Ralenti et durée distendue

Le ralenti

Inconsciemment, nous nous attendons toujours à ce que le temps s'écoule comme nous le vivons. Le changement d'un supposé cours naturel de la durée permet donc d'ouvrir des voies narratives intéressantes.

Le ralenti est connu depuis les débuts du cinéma. C'est un effet qui s'obtient en faisant défiler la pellicule à travers la fenêtre de prise de vue à une cadence supérieure à la cadence habituelle du cinéma, qui est de 24 images par seconde. Intercalé entre deux séquences rythmé normalement, le trait essentiel de cet effet est de faire contraste avec le cours réel du temps. Il suggère visuellement deux états de conscience. Dans l'exemple ci-dessous, tiré d'Orange Mécanique le ralenti sert à marquer la frontière entre le monde extérieur ultra-violent et le monde intérieur du narrateur qui, entendant une musique de Beethoven, comprend le sens de sa vengeance.

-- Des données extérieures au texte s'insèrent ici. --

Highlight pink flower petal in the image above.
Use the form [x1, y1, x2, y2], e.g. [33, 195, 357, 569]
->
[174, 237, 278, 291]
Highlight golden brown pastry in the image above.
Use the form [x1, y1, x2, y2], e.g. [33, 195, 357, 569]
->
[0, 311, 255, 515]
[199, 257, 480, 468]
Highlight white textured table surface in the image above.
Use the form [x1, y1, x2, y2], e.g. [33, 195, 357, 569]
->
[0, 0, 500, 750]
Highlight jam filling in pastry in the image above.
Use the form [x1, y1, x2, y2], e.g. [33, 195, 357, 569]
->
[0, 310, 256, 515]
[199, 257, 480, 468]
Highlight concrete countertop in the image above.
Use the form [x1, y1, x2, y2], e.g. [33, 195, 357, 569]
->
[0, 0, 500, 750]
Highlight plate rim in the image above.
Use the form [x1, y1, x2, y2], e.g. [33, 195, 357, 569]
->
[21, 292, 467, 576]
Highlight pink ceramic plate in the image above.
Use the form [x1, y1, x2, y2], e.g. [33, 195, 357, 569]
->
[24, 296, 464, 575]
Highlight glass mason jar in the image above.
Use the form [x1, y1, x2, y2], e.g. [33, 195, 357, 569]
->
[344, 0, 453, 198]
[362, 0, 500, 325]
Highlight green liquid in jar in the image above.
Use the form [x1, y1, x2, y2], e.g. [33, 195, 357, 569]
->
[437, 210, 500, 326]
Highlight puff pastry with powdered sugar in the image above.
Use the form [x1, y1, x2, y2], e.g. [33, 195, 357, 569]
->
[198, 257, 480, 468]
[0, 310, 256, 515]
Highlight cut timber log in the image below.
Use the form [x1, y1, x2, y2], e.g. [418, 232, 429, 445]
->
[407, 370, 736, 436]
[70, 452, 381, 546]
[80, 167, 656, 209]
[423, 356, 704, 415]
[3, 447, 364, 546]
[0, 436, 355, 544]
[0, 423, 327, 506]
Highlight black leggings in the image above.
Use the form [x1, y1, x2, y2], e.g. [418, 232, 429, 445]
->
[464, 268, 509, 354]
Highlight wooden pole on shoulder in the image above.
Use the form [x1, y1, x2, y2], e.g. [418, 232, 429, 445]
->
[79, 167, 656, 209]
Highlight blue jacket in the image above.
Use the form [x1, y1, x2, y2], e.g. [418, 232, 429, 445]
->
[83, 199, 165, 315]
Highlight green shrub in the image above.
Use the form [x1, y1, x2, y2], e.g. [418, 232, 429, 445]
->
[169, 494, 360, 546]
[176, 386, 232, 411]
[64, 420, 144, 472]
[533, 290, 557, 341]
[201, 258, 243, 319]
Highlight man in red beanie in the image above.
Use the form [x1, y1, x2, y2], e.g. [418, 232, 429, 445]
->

La ralenti est utilisé pour montrer la façon dont le personnage voit le monde quand il vit un événement traumatique. Lorsque cet effet est couplé avec un plan subjectif, le spectateur entre plus facilement en osmose avec le personnage.

La durée distendue

L'exploitation du ralenti, sous la forme d'une durée distendue (par exemple dans Barton Fink des frères Ethan et Joel Cohen) permet, dans un contexte angoissant, d'extérioriser l'anxiété d'un héros mis en contact avec un environnement inconnu. Ce procédé technique permet de faire sentir que le monde est incohérent ou qu'il se déconstruit. L'absence de dialogue augmente la pression en mettant le spectateur dans l'expectative. Le procédé doit donner à penser que l'altération du temps pourrait n'être qu'une projection de l'anxiété du héros.